Should Ohio impose a pre-election moratorium on officeholders’ mailings and ads? Editorial Board Roundtable

September 27, 2018

Should Ohio impose a pre-election moratorium on officeholders’ mailings and ads? Editorial Board Roundtable

Last week, Akron attorney Adam VanHo, the Democratic candidate for the state Senate seat now held by Republican Frank LaRose, who’s running for secretary of state, proposed a four-month moratorium before an election on what he called “softcore political ads” by officeholders who are able to use taxpayer-funded communications avenues such as mailers, public service ads and videos to reach voters.

“In recent weeks,” VanHo stated in his Sept. 20 news release, “Republican Attorney General Mike DeWine has used taxpayer resources to release videos related to issues like opiates, online dating and ticket scams – all messages surrounding his gubernatorial campaign themes.” 

VanHo acknowledged both Democratic and Republican officeholders have used such means to promote themselves.

He called for “restrictions on candidates using their names or likenesses on official materials, including videos and printed items, for a 120-day period prior to the official’s name appearing on the ballot for any position.”

VanHo cited among prior abuses Ohio Treasurer Josh Mandel’s taxpayer-financed $1.84 million public service TV ad campaign in 2016 and 2017 that featured himself and Ohio State University football coach Urban Meyer -- ads that ran shortly before Mandel announced a run for U.S. Senate. The Republican-run legislature subsequently tightened state Controlling Board oversight of such spending.

Should Ohio adopt a four-month moratorium on such ads or enact other restrictions, or is this simply an advantage that incumbents possess that has the dual virtue of making sure that voters are informed about what their elected representatives are up to? Our editorial board roundtable offers its thoughts and we welcome readers’ reactions in the comments. 

Thomas Suddes, editorial writer:

This would be way too complicated to police. Do we really want the Ohio Elections Commission policing a state office’s letterhead? As for public service ads that portray an officeholder, easy solution: Ban state funding.

Ted Diadiun, editorial board member: 

This may be a regulation in search of a problem, but I agree that these mailings might give incumbents an unfair advantage at taxpayers’ expense. A 120-day moratorium is too sweeping and far too long, however. A better solution might be to allow without restriction regular communications that have been established over the course of the incumbent’s term, but ban use of such ads in the closing days of the campaign.

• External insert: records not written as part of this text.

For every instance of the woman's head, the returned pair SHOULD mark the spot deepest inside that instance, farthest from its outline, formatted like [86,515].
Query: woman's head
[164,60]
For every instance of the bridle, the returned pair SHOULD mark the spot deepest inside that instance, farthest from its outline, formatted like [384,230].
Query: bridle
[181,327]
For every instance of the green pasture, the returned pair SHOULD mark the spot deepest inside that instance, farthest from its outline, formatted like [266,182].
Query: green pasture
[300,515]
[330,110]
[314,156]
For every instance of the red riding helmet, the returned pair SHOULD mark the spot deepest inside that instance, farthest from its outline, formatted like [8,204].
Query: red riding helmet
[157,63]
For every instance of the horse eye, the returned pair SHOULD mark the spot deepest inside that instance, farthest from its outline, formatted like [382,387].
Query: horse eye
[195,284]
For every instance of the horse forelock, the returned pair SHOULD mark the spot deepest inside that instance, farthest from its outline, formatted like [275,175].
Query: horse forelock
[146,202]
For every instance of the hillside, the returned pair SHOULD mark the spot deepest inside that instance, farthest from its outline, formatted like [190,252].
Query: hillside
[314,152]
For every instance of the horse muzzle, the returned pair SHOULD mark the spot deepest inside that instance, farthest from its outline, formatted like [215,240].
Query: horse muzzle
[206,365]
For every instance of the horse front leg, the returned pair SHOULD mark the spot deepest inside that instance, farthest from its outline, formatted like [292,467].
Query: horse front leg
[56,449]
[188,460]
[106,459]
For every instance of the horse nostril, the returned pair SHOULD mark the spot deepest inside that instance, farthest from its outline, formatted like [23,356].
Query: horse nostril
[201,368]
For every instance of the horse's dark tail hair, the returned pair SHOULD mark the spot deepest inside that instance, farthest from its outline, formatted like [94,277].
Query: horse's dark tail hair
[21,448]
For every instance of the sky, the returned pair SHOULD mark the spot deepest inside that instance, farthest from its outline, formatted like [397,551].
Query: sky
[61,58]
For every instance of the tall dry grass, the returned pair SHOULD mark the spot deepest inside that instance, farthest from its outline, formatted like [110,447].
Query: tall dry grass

Lisa Garvin, editorial board member:

It seems like the only time I hear from my elected officials is right around an election, when their “news updates” letting me know what a great job they’ve done will join the flood of campaign mailers and TV ads from candidates running for office. The incumbent seeking re-election can justify using taxpayer funds by calling these ads official news instead of campaign material, knowing that the difference is lost on a lot of voters. VanHo’s request for a moratorium on so-called softcore political ads seems reasonable enough, and helps level the field for incumbents and their challengers. 

Eric Foster, editorial board member: 

Part of conducting business as an elected official is communicating with the public you serve. Yes this creates an inherent advantage during campaign season, but the benefit to the public of open communication far outweighs any political disadvantage an opponent faces. You sign up for that when you challenge an incumbent.

Mary Cay Doherty, editorial board member:

Adam VanHo raises valid concerns.  Using taxpayer funded “communication” pieces as de facto campaign materials under the thinly veiled guise of accountability to constituents is a misuse of public funds. Even the U.S. House of Representatives restricts these types of communications within 90 days of an election. (Creative congressmen and women circumvent the rule, but it exists nonetheless.) VanHo’s proposed 120-day limit is excessive, but a 30-60-day limit would curtail this misappropriation of taxpayer dollars.

Elizabeth Sullivan, director of opinion, cleveland.com:

Given that we know such communications lend themselves to abuse that can confer an unfair advantage to the incumbent -- and an unmerited cost to taxpayers -- this issue is ripe for legislative review and reform in Ohio.